In our tenement there were families who spilled in and out of each other’s apartments,
sharing child care and stews. The men worked together in grocery stores and blacksmith
shops. The women ran cottage industries, making lace and darning socks. When I passed
by their apartments and saw them sitting together in a circle, hunched over their
work, speaking a language I didn’t understand, I felt a sharp pang.
My parents left Ireland in hopes of a brighter future, all of us believing we were
on our way to a land of plenty. As it happened, they failed in this new land, failed
in just about every way possible. It may have been that they were weak people, ill
suited for the rigors of emigration, its humiliations and compromises, its competing
demands of self-discipline and adventurousness. But I wonder how things might have
been different if my father was part of a family business that gave him structure
and a steady paycheck instead of working in a bar, the worst place for a man like
him—or if my mother had been surrounded by women, sisters and nieces, perhaps, who
could have provided relief from destitution and loneliness, a refuge from strangers.

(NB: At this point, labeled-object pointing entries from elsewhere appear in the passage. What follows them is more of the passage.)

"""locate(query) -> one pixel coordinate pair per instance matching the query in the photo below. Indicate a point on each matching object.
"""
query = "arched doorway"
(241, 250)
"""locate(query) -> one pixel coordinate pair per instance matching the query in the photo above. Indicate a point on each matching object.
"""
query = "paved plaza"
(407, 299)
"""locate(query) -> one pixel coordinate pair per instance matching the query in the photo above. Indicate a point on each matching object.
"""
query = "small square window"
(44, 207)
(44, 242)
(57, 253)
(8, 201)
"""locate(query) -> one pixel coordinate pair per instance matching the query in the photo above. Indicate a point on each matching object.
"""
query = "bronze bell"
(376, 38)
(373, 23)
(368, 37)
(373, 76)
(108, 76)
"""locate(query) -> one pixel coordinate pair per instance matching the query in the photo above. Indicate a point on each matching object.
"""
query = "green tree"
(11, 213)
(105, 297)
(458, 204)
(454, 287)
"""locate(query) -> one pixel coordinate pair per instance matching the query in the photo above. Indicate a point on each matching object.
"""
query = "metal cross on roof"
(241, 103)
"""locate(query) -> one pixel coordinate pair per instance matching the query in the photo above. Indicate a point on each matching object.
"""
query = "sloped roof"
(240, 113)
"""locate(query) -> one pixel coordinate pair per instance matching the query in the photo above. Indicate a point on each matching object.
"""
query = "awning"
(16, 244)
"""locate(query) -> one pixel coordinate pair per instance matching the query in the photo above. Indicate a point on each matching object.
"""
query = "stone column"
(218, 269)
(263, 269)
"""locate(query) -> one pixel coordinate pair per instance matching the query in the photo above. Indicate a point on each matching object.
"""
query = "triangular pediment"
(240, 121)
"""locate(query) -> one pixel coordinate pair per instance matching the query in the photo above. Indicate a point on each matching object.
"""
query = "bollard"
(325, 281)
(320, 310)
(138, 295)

In Kinvara, poor as we were, and unstable, we at least had family nearby, people who
knew us. We shared traditions and a way of looking at the world. We didn’t know until
we left how much we took those things for granted.
New York Central Train, 1929
As the hours pass I get used to the motion of the train, the heavy wheels clacking in their grooves, the industrial hum under my seat. Dusk softens the sharp
points of trees outside my window; the sky slowly darkens, then blackens around an
orb of moon. Hours later, a faint blue tinge yields to the soft pastels of dawn, and
soon enough sun is streaming in, the stop-start rhythm of the train making it all
feel like still photography, thousands of images that taken together create a scene
in motion.
We pass the time looking out at the evolving landscape, talking, playing games. Mrs.
Scatcherd has a checkers set and a bible, and I thumb through it, looking for Psalm
121, Mam’s favorite: I will lift up mine eyes unto the hills, from whence cometh my help. My help cometh
from the Lord, which made heaven and earth . . .
I’m one of few children on the train who can read. Mam taught me all my letters years
ago, in Ireland, then taught me how to spell. When we got to New York, she’d make
me read to her, anything with words on it—crates and bottles I found in the street.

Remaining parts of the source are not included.